An Overview of some Important Categories
Let’s take a look at a few indicators to understand what is their properties and what we are measuring ! We only look at the two most interesting categories – Food and Environment.
Foods
First up, it’s important to understand what is inside the Foods category. What are people buying ? What are people eating ?
We answer this question by plotting the frequency of the different categories of food contained in our dataset. We see that people tend to buy a lot more fruits and vegetables than any other categories. We also see that animal products do not make up a large part of what people buy. It’s interesting to note that ready-made foods do not figure in the top purchased food items, but that sweets are very popular.

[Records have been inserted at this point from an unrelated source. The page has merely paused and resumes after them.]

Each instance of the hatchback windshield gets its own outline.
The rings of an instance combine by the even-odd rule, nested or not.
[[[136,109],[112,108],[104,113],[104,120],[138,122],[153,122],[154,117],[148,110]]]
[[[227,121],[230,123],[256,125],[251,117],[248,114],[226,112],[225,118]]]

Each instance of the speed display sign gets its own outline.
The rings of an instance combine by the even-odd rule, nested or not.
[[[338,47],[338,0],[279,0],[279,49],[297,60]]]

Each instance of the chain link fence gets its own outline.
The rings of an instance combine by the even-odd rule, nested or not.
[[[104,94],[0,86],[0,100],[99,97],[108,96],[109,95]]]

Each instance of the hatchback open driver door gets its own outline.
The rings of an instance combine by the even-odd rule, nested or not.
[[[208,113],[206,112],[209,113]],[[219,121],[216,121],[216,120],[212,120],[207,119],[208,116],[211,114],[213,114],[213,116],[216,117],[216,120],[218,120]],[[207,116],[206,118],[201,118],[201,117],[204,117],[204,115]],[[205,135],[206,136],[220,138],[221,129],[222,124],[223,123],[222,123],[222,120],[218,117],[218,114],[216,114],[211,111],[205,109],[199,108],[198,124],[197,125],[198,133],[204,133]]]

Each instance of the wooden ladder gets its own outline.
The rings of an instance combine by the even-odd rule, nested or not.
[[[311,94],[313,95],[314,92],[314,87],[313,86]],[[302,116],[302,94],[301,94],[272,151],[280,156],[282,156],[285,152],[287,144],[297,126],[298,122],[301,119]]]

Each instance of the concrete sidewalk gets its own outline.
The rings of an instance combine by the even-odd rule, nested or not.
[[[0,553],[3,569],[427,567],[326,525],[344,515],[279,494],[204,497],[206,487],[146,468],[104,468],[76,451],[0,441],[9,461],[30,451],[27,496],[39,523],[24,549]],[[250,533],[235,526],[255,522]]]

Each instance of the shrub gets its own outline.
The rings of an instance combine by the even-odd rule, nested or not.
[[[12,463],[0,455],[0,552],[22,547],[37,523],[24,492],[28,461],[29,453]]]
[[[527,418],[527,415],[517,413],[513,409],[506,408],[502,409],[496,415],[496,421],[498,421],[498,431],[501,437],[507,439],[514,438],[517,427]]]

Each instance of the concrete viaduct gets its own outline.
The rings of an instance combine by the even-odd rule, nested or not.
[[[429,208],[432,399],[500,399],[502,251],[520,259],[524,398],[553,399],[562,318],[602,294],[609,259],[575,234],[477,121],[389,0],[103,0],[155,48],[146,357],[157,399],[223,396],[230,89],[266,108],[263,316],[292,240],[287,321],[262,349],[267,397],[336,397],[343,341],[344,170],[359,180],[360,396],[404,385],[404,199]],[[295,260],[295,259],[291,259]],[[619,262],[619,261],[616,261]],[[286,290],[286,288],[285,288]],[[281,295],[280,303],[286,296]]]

The following heatmap shows us a lot about general nutrition. Fibers are found mainly in fruits and vegetables, as higlighted by the relatively strong correlation between fibers energy and fruits & vegetables. This also strongly correlates with food entropy, which represents the nutrient diversity of one area’s typical shopping cart. It’s suprising to see that ready-made items correlate with fibers energy. Also, areas that buy larger fractions of sweets obtain higher counts of energy from fats, sugar and carbs.
Thus, the food indicator is made of a diverse set of food items and measures. As we will see, we will combine all these sub-indicators into one, to have an idea of which areas have a better diet.
Environment
This next category is all about measuring the condition of the environment. How clean is it? How much access to nature and greenspace is there in an area?
Though the two indicators for air pollution, PM10 emissions and NO2 emissions are highly correlated in the heatmap, they measure pollution at different levels. We see that PM10 pollution spans a different range from that of NO2 emissions in the top right corner of the image. NO2 emissions also have higher levels and about 10 percent of the London areas are above the norm set by the World Health Organisation, which indicates poor air quality.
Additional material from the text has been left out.